RAL Tier1 weekly operations castor 19/10/2009
From GridPP Wiki
								
												
				Contents
Summary of Previous Week
- CASTOR F2F at CERN (Chris, Matt)
-  Continuing to deal with fallout from ORACLE disk contoller crash: specificially the rollback of the databases (All)
- Investigation into exactly what happened (All, DB Team)
- Investigating into the consequences of re-using NS uniqueid (Chris, Matt, CERN team)
- Producing lists of lost and at-risk files (Chris, Matt)
- Gathering information for post mortem (All)
- Increased NS uniqueid counter in NS database (All, DB Team)
 
- Deployed one new disk server for LHCb (Chris)
- Tweaked database backups to try out a grandfather/father/son cycle (Cheney)
- Continued with build of new db server cdbe07 (Cheney)
- Tweaked backups of redo logs to dmf for Pluto (Cheney)
- Added bulk log disk array for Pluto redo log archive (Cheney)
- Fixed cdbe02 and configured to pick up Overland array (Cheney)
- Shifted emc array to run on different pdu but same power supply (Cheney)
- Building tape robot controller to swapout buxton (Cheney)
Developments for this week
- Setup 2.1.8 on repack server with Puppet (Chris)
- Working on puppet manifest for polymorphic central servers (Chris)
- Testing various combinations of emc kit versus power supply (Cheney)

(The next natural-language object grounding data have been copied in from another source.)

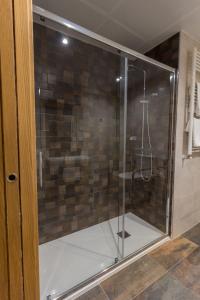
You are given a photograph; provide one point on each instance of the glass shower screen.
(103, 122)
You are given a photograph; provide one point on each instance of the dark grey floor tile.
(194, 234)
(167, 288)
(188, 271)
(132, 280)
(94, 294)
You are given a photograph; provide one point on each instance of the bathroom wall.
(167, 52)
(77, 103)
(78, 135)
(186, 202)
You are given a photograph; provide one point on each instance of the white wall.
(186, 202)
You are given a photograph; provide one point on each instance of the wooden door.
(18, 197)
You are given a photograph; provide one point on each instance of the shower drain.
(125, 233)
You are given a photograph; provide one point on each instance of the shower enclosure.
(104, 118)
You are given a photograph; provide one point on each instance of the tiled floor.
(171, 272)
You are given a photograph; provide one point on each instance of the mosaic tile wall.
(77, 103)
(78, 137)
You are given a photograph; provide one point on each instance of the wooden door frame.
(18, 199)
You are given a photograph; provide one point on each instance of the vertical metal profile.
(124, 151)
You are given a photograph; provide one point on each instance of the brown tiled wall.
(79, 135)
(77, 103)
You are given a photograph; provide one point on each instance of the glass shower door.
(147, 154)
(78, 149)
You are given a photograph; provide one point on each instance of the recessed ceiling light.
(65, 41)
(118, 78)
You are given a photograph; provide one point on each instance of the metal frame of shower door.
(51, 18)
(72, 26)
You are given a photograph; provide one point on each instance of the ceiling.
(137, 24)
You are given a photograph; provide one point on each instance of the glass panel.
(104, 136)
(148, 141)
(78, 150)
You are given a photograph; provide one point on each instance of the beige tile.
(172, 252)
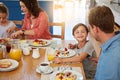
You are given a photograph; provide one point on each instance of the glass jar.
(15, 52)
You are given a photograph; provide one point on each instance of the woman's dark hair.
(78, 25)
(117, 25)
(3, 9)
(102, 17)
(33, 7)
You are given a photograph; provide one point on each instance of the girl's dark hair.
(3, 8)
(78, 25)
(33, 7)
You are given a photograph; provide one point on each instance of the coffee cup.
(44, 66)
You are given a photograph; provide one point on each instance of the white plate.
(14, 65)
(39, 45)
(79, 75)
(48, 72)
(71, 54)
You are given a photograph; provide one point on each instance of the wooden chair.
(58, 24)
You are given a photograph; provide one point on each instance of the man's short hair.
(102, 17)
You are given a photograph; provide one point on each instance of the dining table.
(27, 65)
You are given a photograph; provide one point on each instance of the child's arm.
(72, 46)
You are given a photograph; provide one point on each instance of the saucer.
(47, 72)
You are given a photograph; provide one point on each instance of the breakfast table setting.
(34, 61)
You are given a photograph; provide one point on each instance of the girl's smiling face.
(24, 8)
(80, 34)
(3, 18)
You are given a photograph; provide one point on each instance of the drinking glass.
(51, 54)
(15, 52)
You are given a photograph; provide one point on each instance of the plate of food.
(8, 64)
(40, 43)
(66, 75)
(65, 53)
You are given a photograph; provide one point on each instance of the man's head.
(101, 18)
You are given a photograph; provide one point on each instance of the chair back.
(58, 24)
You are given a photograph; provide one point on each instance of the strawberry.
(65, 49)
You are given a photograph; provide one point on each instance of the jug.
(15, 52)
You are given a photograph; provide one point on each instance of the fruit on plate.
(5, 63)
(41, 42)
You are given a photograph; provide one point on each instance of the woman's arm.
(79, 58)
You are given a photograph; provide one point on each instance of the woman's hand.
(58, 60)
(71, 46)
(16, 34)
(11, 29)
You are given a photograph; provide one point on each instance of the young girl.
(6, 26)
(35, 23)
(85, 50)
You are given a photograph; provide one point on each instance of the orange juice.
(16, 54)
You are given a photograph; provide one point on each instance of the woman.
(36, 22)
(6, 26)
(85, 50)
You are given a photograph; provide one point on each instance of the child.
(85, 50)
(6, 26)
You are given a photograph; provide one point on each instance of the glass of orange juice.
(15, 52)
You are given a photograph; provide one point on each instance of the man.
(101, 22)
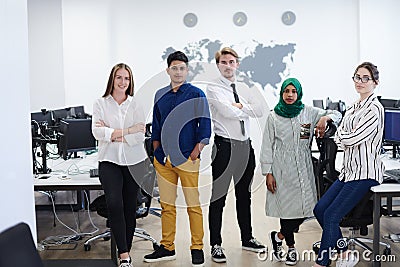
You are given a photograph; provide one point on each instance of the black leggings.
(121, 191)
(287, 229)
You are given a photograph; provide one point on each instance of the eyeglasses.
(363, 79)
(180, 68)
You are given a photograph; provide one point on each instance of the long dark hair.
(110, 84)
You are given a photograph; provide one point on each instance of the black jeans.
(287, 229)
(231, 159)
(121, 191)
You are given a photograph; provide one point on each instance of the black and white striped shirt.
(360, 135)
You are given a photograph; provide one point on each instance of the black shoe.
(160, 254)
(125, 263)
(277, 250)
(217, 254)
(253, 245)
(197, 257)
(291, 257)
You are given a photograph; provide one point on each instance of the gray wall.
(16, 190)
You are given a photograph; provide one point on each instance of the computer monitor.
(76, 135)
(392, 126)
(319, 103)
(59, 114)
(43, 116)
(77, 112)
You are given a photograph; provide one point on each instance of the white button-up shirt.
(117, 116)
(226, 117)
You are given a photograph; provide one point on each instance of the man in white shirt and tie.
(232, 103)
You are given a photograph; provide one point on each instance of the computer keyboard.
(392, 176)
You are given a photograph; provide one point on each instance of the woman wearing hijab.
(286, 162)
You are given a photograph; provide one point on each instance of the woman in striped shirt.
(360, 137)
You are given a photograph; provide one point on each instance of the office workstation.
(63, 66)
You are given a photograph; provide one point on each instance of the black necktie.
(235, 95)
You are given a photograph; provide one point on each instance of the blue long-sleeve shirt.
(180, 120)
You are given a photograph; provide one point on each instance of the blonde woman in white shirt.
(360, 137)
(119, 126)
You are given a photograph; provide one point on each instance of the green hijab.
(290, 111)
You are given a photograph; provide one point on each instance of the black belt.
(232, 141)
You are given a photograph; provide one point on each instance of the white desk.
(66, 182)
(61, 181)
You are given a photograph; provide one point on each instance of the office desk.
(380, 191)
(77, 182)
(70, 182)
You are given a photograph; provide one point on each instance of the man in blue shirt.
(181, 127)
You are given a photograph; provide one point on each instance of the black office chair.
(143, 200)
(358, 219)
(362, 214)
(17, 247)
(324, 167)
(143, 203)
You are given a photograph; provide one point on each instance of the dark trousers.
(288, 226)
(121, 191)
(231, 159)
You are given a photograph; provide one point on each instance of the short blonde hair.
(226, 51)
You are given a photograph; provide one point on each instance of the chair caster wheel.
(87, 247)
(387, 251)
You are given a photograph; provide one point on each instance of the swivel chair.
(358, 219)
(143, 200)
(362, 214)
(324, 167)
(17, 247)
(143, 203)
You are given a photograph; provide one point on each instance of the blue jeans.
(339, 200)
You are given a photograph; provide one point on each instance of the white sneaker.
(350, 260)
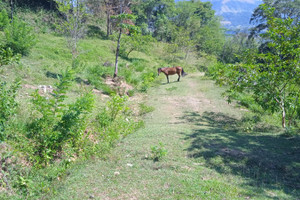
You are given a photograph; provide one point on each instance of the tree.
(271, 78)
(135, 42)
(73, 24)
(235, 46)
(124, 23)
(153, 16)
(282, 9)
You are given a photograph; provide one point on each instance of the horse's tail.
(183, 74)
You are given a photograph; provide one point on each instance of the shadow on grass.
(56, 76)
(266, 160)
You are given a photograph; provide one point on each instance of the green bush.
(115, 121)
(19, 37)
(158, 152)
(7, 56)
(56, 124)
(8, 105)
(4, 20)
(144, 109)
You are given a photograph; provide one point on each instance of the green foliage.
(7, 56)
(144, 109)
(4, 20)
(158, 152)
(136, 42)
(95, 77)
(271, 78)
(54, 123)
(282, 9)
(8, 105)
(147, 78)
(235, 47)
(19, 37)
(73, 25)
(115, 120)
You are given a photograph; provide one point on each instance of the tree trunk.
(117, 54)
(12, 10)
(108, 31)
(283, 118)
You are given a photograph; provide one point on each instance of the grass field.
(213, 150)
(209, 153)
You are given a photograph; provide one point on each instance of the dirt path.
(189, 120)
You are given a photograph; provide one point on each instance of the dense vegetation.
(72, 49)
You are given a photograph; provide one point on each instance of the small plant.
(55, 124)
(147, 78)
(7, 56)
(158, 152)
(19, 37)
(8, 105)
(144, 109)
(4, 20)
(171, 88)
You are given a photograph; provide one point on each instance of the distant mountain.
(235, 14)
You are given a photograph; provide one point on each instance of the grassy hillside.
(44, 66)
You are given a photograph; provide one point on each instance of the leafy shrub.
(116, 121)
(7, 56)
(8, 105)
(158, 152)
(95, 75)
(136, 42)
(4, 20)
(55, 123)
(144, 109)
(19, 37)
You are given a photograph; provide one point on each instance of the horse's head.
(158, 70)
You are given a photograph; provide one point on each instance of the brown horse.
(171, 71)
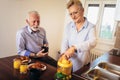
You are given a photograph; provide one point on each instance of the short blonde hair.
(74, 2)
(32, 12)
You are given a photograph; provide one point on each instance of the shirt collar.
(85, 25)
(29, 29)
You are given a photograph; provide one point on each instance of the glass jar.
(16, 63)
(64, 69)
(23, 68)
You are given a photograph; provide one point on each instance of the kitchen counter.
(7, 72)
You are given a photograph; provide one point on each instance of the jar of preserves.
(64, 69)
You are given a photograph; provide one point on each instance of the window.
(101, 13)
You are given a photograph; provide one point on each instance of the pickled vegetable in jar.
(16, 63)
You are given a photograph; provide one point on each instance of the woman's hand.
(41, 54)
(70, 52)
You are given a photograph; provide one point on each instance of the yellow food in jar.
(17, 64)
(23, 68)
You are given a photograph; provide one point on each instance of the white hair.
(32, 12)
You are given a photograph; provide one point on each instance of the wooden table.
(7, 72)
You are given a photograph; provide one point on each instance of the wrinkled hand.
(70, 52)
(41, 54)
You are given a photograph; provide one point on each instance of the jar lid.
(65, 63)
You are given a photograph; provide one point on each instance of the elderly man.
(79, 36)
(31, 38)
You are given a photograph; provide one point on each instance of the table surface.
(8, 73)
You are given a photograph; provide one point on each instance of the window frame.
(99, 19)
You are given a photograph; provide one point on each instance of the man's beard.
(35, 28)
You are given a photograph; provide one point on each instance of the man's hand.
(41, 54)
(70, 52)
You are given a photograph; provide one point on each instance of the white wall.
(12, 18)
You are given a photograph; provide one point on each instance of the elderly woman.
(79, 36)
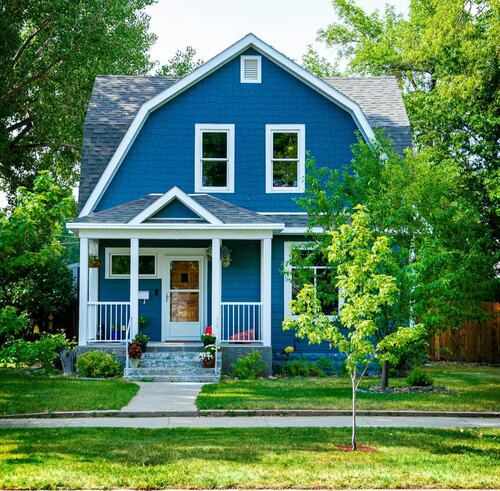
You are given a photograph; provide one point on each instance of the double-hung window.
(304, 266)
(285, 158)
(214, 158)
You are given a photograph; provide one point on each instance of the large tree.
(181, 64)
(50, 53)
(445, 56)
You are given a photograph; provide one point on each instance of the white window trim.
(198, 180)
(301, 170)
(243, 58)
(125, 251)
(287, 290)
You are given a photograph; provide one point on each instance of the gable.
(220, 96)
(175, 210)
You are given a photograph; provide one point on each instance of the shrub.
(301, 368)
(97, 364)
(35, 353)
(418, 378)
(248, 367)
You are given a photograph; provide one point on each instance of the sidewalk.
(253, 422)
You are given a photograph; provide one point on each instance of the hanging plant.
(225, 255)
(94, 262)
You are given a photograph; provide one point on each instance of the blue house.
(187, 199)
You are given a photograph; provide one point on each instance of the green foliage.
(318, 65)
(301, 368)
(50, 53)
(181, 64)
(33, 273)
(444, 54)
(41, 353)
(98, 364)
(12, 324)
(248, 367)
(418, 378)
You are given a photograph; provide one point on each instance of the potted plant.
(134, 353)
(208, 339)
(94, 262)
(208, 356)
(143, 340)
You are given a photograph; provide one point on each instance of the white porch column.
(134, 286)
(84, 291)
(265, 289)
(216, 287)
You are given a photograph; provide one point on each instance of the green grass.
(475, 388)
(246, 458)
(22, 393)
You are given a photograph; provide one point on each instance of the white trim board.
(172, 194)
(249, 41)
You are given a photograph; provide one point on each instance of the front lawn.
(22, 393)
(474, 388)
(246, 458)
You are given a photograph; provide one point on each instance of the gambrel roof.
(119, 105)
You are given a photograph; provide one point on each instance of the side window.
(214, 158)
(285, 158)
(317, 272)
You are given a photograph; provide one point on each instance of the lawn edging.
(250, 413)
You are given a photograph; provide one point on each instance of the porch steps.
(173, 366)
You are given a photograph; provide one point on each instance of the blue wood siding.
(162, 155)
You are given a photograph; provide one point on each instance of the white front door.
(184, 298)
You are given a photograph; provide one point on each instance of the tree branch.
(28, 40)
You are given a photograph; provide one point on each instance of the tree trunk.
(353, 439)
(384, 378)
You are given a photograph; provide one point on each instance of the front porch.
(183, 293)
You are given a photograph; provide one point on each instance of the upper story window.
(285, 158)
(251, 69)
(214, 158)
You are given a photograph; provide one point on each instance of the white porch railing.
(107, 321)
(241, 322)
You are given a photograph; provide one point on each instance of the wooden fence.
(475, 341)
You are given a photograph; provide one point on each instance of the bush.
(97, 364)
(41, 353)
(418, 378)
(301, 368)
(248, 367)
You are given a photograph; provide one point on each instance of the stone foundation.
(231, 353)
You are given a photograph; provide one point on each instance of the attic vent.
(250, 69)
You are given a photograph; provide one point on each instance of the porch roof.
(227, 213)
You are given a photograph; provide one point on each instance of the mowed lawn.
(247, 458)
(22, 393)
(474, 388)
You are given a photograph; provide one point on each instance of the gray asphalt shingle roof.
(226, 212)
(115, 101)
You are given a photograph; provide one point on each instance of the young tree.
(50, 53)
(33, 274)
(361, 261)
(181, 64)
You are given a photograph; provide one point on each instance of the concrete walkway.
(164, 397)
(253, 422)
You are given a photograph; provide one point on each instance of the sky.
(210, 26)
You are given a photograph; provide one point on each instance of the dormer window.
(214, 158)
(251, 69)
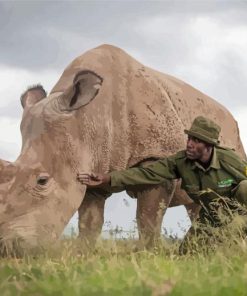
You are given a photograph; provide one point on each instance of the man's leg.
(91, 215)
(240, 192)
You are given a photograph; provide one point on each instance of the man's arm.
(154, 173)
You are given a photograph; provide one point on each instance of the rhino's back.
(147, 111)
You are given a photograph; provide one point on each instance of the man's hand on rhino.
(93, 179)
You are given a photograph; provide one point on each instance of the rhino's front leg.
(91, 215)
(152, 202)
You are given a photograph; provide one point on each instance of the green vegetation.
(115, 267)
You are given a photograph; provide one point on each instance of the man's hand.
(93, 179)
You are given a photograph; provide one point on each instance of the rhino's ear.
(7, 171)
(85, 87)
(32, 95)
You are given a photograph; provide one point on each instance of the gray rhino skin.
(107, 112)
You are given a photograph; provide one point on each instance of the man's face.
(195, 148)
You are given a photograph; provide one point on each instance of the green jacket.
(226, 170)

- Regen nagios config for diskservers (Cheney)
- Build spare tape robot controller (Cheney)
- Build replacement db server (Cheney)
- Techwatch newsletter (Cheney)
- Making ATLAS file lists for comparison to LFC (Matt)
- Contributing to incident PMs (Matt)
Ongoing
- SRM 2.8-1 deployment on Gen,LHCb,CMS (Shaun)
- CastorMon monitoring graphs for Gen instance (Brian)
- Black and White list tests (Chris)
- Disaster recovery document (Matt)
Operations Issues
- Possible lost data resulting from reusing NS uniqueid's (TBC).
- Problems with DNS server (chiton) caused all CASTOR instances to be affected for 4-5 hours
Blocking issues
- Problems with ganglia check on GEN instance delaying work on monitoring (in hand)
Planned, Scheduled and Cancelled Down Times
none
Changes to Production Milestones
none
Advanced Planning
- Black and White lists? (delayed until it is required on a 'per-instance' basis)
- Improve resiliency to central services (This year)
Staffing
- Brian A/L
- Tim at LTUG (Mon-Wed)
- Shaun away (?)
- Castor on Call person: Chris